Vietnam is introducing these rules to seize the opportunities created by the US China tech war, which is prompting semiconductor and other companies to diversify their supply chains - but the government may need to consider whether these measures comply with the new global minimum tax treaty.
In recent years, American chip executives from Intel CEO Pat Gelsinger to Nvidia CEO Jensen Huang have visited Hanoi, sparking discussions on chip investment.
The Vietnamese Ministry of Information and Communications is holding meetings with representatives from other institutions and the private sector to provide opinions on the final draft of the bill, which is expected to be submitted to parliament in October and take effect as early as mid-2025.
These incentive measures aim to consolidate Vietnam's efforts to become a hub for mature semiconductor companies, including investments in energy, infrastructure, and training - all of which currently pale in comparison to more advanced industrial countries. The history of the local chip industry can be traced back to 20 years ago, but it has entered a new era since 2020 due to the impact of the pandemic and technological wars that have increased Vietnam's attractiveness. The investment has expanded to a range of sub industries, from components produced by Samsung to Infineon's chip design business and Synopsis software.
The draft law also includes expedited approval and tax exemption periods for imported materials and personal income, applicable to projects worth $160 million or more.
More broadly, Vietnam has been trying to figure out how to provide incentives while adhering to the 15% global tax floor initially proposed by the OECD and supported by over 140 countries/regions. This means that many preferential policies that allow corporate tax rates below 15% will no longer exist, despite companies lobbying for alternative options such as cash subsidies or tax credits.

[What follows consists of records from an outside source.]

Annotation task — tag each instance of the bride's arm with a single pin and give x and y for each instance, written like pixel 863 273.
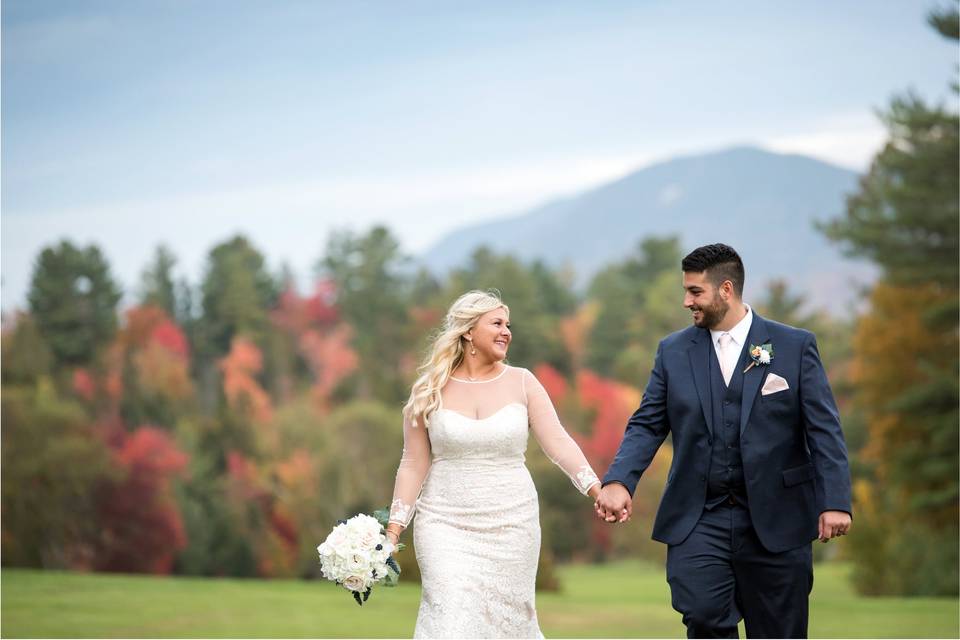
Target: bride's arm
pixel 414 464
pixel 562 450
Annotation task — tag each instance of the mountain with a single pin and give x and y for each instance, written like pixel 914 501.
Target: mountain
pixel 763 204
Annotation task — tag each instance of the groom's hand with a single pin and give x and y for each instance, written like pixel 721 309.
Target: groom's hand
pixel 614 503
pixel 834 524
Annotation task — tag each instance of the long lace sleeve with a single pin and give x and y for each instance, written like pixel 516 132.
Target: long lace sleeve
pixel 562 450
pixel 414 464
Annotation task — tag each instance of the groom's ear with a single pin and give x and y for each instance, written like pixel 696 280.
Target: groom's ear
pixel 726 290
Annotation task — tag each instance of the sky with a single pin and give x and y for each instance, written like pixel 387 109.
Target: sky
pixel 133 123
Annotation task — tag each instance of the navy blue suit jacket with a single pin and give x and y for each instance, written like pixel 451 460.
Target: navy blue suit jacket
pixel 794 456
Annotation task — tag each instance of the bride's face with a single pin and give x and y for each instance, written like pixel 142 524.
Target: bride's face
pixel 491 335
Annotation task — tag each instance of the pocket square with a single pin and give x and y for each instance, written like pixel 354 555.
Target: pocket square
pixel 773 384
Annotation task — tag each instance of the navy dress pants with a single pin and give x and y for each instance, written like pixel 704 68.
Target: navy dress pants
pixel 721 573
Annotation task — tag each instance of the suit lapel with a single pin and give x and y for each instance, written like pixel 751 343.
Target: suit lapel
pixel 699 353
pixel 759 334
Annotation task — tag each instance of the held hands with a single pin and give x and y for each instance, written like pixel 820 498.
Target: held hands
pixel 834 524
pixel 613 503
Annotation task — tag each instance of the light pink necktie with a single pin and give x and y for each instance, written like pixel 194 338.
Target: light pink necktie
pixel 725 344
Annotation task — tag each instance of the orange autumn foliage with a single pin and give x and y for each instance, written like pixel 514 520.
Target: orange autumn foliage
pixel 141 525
pixel 244 394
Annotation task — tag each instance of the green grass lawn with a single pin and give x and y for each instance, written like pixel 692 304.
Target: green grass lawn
pixel 628 600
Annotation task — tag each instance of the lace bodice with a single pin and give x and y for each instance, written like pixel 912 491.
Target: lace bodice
pixel 486 422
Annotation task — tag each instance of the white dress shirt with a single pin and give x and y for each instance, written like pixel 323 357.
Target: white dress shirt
pixel 739 335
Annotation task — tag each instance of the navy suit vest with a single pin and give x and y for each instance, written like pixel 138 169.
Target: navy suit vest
pixel 726 464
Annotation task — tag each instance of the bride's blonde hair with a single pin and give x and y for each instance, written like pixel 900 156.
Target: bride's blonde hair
pixel 446 352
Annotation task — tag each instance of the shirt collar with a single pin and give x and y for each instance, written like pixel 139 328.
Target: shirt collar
pixel 739 332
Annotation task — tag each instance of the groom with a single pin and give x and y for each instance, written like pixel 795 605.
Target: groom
pixel 759 463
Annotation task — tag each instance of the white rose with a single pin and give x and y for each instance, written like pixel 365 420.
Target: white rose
pixel 355 583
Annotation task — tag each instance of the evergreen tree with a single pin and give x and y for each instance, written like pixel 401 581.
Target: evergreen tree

Intel previously stated that "Vietnam should modernize incentive policies to support current and future new investors in order to maintain Vietnam's competitiveness." However, cash subsidies and other benefits will incur costs for the government.
Given budget constraints and difficulties with upfront payments, the impact of this plan on the national budget is a major concern for developing countries, "said Thomas McClelland, Deloitte Vietnam Tax Director, in an analysis. The introduction of the new incentive mechanism will bring additional administrative procedures, such as incentive application and evaluation processes, as well as follow-up inspections to ensure that the mechanism is properly implemented and its goals are achieved without causing losses
The proposed Digital Technology Industry Law covers other industries, but has a specific section for semiconductors. The investor base starts with Besi, a Dutch chip equipment manufacturer that has made an initial investment of $4.9 million starting this year, to Nvidia, which supports Vietnam FPT in creating an AI factory locally.
In addition to power and skill shortages, the industry also faces other challenges. For example, Vietnam is one of the few countries/regions in the United States that prohibits Nvidia from exporting some high-end chips due to concerns that these chips may eventually flow into third countries/regions.